Background: Effective drugs are essential to the health and well-being of the U.S. public. Thus, ensuring the safe use of drugs has become a public health imperative, as has communicating timely and accurate information about them. The Center for Drug Evaluation and Research (CDER) within the U.S. Food and Drug Administration (FDA) develops and issues approximately 35 Drug Safety Communications (DSCs) annually. DSCs are the primary communication tool for conveying important emerging risk information on post-market drug safety to various external audiences, including the lay public, caregivers, health care professionals, and other stakeholders.
Program background: CDER conducted in-depth, mixed-methods analyses to better understand the market penetration and “behavior” of these drug safety risk messages. Using mainstream and social media monitoring and analytics, behavior was assessed on three characteristics determined to be critical to effective risk communications: duration, dissemination, and diffusion.
Evaluation Methods and Results: The study involved the statistical analyses of 48 DSCs released over a two-year period, exploring the print and online media outlet behaviors they generated. Of these, 42 DSCs were analyzed retrospectively and six were tracked and analyzed immediately upon their release in “real time,” using advanced social media listening tools. To better understand consumers’ perceptions of DSC content, the study also included a series of focus groups with healthcare professionals and members of the general public. The effort also included a thorough internal audit of CDER’s processes for communicating drug safety risk information via interviews with CDER personnel and the FDA Drug Safety Oversight Board. Analyses of both quantitative (regression, correlation, and factor analyses) and qualitative data provide the evidence base for our conclusions.

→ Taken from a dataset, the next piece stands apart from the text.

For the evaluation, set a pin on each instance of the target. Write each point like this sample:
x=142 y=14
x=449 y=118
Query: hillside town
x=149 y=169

Conclusions: Results from media monitoring indicated that all DSCs behaved similarly over time in the media, with activity peaking within the first two days of release and then sharply declining. However, each DSC displayed its own fingerprint – how, when, and where it was “picked up” in the media and by what media outlets. The most significant driver of message behavior was media “chatter” about the topic before DSC release, even discussion unrelated to the specific safety issue being communicated and regardless of whether its tone was positive or negative. The statistical analysis concluded that several key levers within the message content and layout are available for FDA to manipulate to, in turn, influence media coverage and increase message dissemination, duration, and diffusion.
Implications for research and/or practice: This initiative showed that changes to health messages – such as inclusion of information targeted to particular stakeholders, layout modification, descriptive titles and headings, and active phrasing of key points – have potential to produce large impacts on message spread. Contemporaneous tracking of messages also allows communicators to intervene in real time in an effort to increase the success of communications and ensure accurate messaging is being disseminated through external channels. FDA is using the results of this research to enhance its DSCs and other risk communications, but these findings are also relevant for improving content, dissemination, and overall impact of other health communications.